Drilling for water in Wales (with the Army)
I spend a lot of time talking to people, trying to plan what we should be doing and helping them solve problems. These problems can be about how we do our business, but the best ones are helping solve science, engineering and environmental problems. This can be anything from drilling holes and understanding rocks, or how best to sample rocks to look at the microbes, the very small life that calls the rock its home, or how the results should be shown to non-scientists. Sometimes I get to speak to people who want to be scientists and I get to help them pick the right pathway.
Sometimes, if I’m really lucky, I get to go places like Iceland and hold meetings next to waterfalls.
Me in Iceland, having a meeting by a waterfall
I think this should happen a lot more often.
What I'd do with the prize money
I'd make it easier for people to learn how to get clean water in rural Tanzania.
Geology for Global Development (GfGD) is a registered charity (1165663), established to champion the role of geology in sustainable development, mobilising and equipping the geology community to support the UN Sustainable Development Goals. In 2019, they will be developing projects to increase access to improved water resources in rural Tanzania (SDG 6 – clean water and sanitation), and the scientific and technical capacity to help manage these. Access to locally-managed and sustainable water resources is critical to improving the health, education and gender equality of local communities. Work in Tanzania will be done in partnership with local NGOs and district governments, focusing on training and capacity building to ensure they access to the Earth and environmental science needed to develop new water projects, monitor water quality, and assess water project functionality. Read more about their work: http://www.gfgd.org/
How would you describe yourself in 3 words?
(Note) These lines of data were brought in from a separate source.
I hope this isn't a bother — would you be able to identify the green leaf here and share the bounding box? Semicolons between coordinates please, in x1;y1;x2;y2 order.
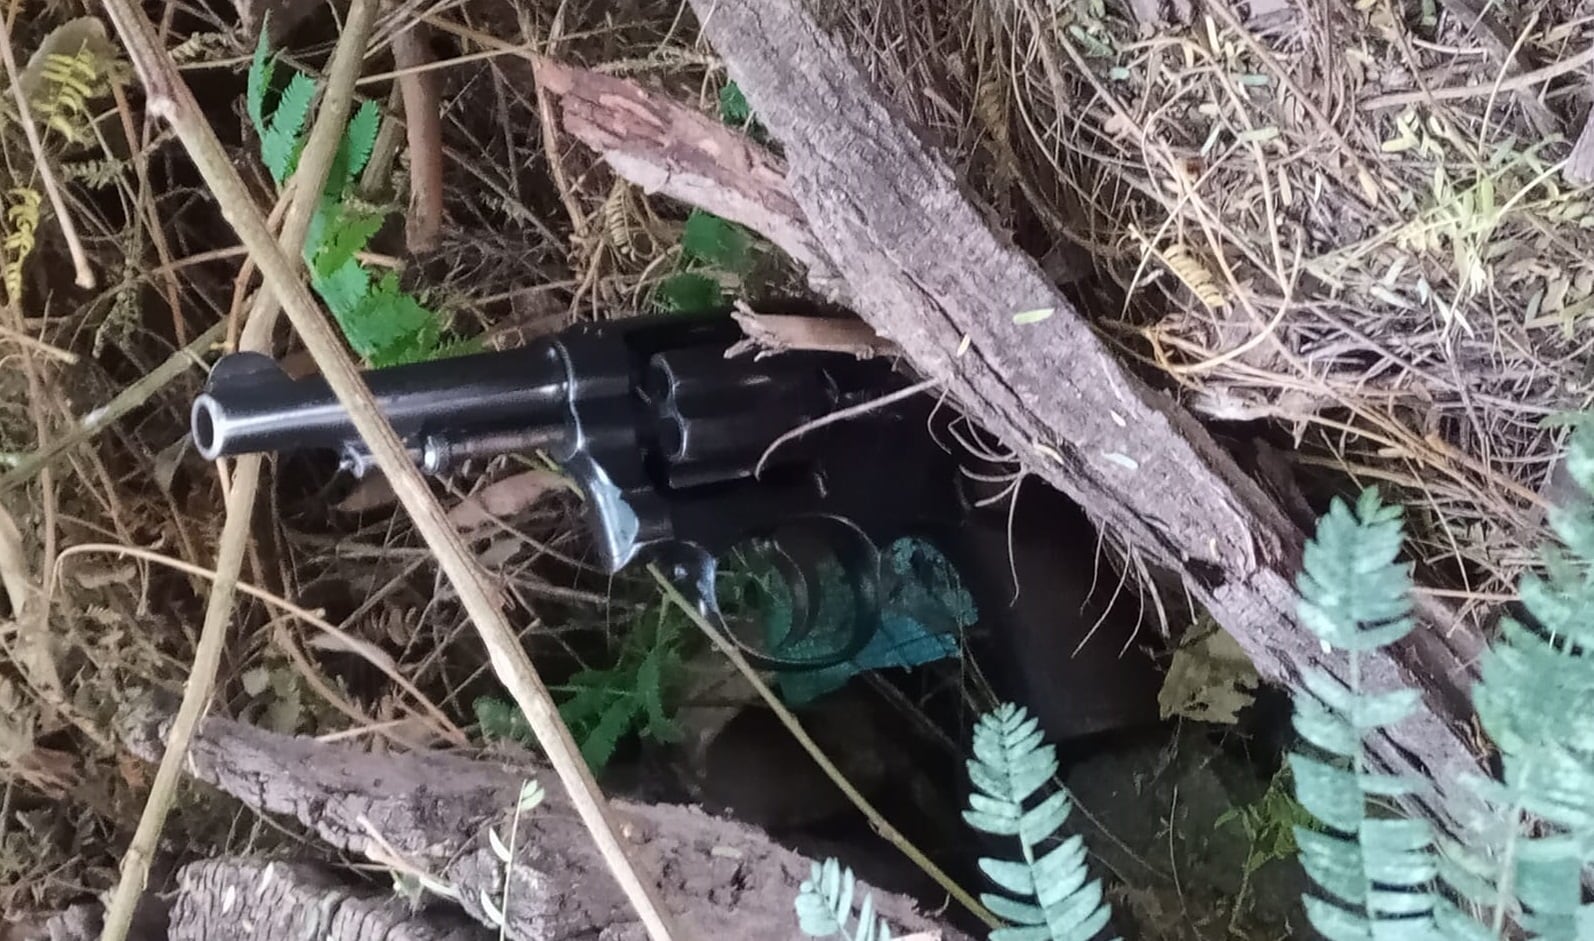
719;81;753;127
654;271;724;314
793;858;895;941
681;210;753;273
313;208;384;279
579;694;635;772
329;99;381;193
246;27;275;137
965;703;1116;941
1289;753;1362;831
261;70;316;183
Lucky, Effective, Hard-working
What's the best thing you've done in your career?
Travelled. By travelling you see new things, eat different food, and see some very different TV.
What or who inspired you to follow your career?
The NASA astronauts of the 1960s and 1970s
What was your favourite subject at school?
Tricky, I liked Geography and English
What did you want to be after you left school?
A writer. Or a fireman. I did think of being a scientist, but not doing well at school never thought it would happen.
Were you ever in trouble at school?
If you weren't doing this job, what would you choose instead?
I'd like to write a novel.
Who is your favourite singer or band?
Probably the stuff your mum and dad listen to? Or maybe even your grandparents?
What's your favourite food?
Nachos. Or Nachos with extra cheese, or Nachos with extra cheese and Jalapeño.
What is the most fun thing you've done?
Jump out of helicopters in the dark.
If you had 3 wishes for yourself what would they be? - be honest!
I'd want to fly, be invisible and for my family to have good health.
Tell us a joke.
There are 10 kinds of people in the world. Those who understand binary and those who do not... Yes. It's a science joke.